Wie erkenne ich einen Neonazi?

Kein Raum für Rechts
Hannes Ostendorf, Sänger der rechtsextremen Band "Kategorie C"

Foto: Wolfgang Rattay / Reuters

Das ist sein Leben: Hannes Ostendorf, Sänger der rechtsextremen Band "Kategorie C", auf einer Demonstration gegen islamistischen Extremismus

Ist jeder Neonazi, der die Zillertaler Türkenjäger hört? Wie man Extremisten und Gedankenlose unterscheidet

chrismon: Auf Ihrer Website zeigen Sie das Zimmer eines Neonazis und einen Kleiderschrank mit typischen Neonazi-Klamotten. Warum?

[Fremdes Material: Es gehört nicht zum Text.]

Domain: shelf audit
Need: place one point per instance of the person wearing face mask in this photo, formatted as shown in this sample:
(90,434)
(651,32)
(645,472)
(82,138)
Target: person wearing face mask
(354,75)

Reinhard Koch: Wir wollen informieren, woran man Neonazis erkennt, wie sie sich organisieren und was für eine Erlebniswelt ihnen geboten wird. Sie laufen ja nicht mehr nur wie Skinheads herum.

Sie zeigen Marken wie „Ansgar Aryan“ und „Hermannsland“. Kann man die auch tragen, ohne Neonazi zu sein?

Schwer. Die gibt es nur im einschlägigen Handel. Wer das kauft, weiß, was er kauft.

Sie zeigen auch ein Jugendlager. Was ist schlimm daran?

Kinder der Kader sind da unter sich – im Stil der Hitlerjugend. Neonazis wollen die Erziehung nicht nur dem Staat überlassen.

Hören nur Nazis Musik von Frank Rennicke, Kategorie C oder Frontalkraft?

Nein. Man kommt leicht damit in Berührung. Jugendliche spielen die Zillertaler Türkenjäger als Partygag. So kann Musik zur Einstiegsdroge werden. Mit poli­tischen Botschaften, in Musik verpackt, gewinnen Neonazis leicht Anhänger.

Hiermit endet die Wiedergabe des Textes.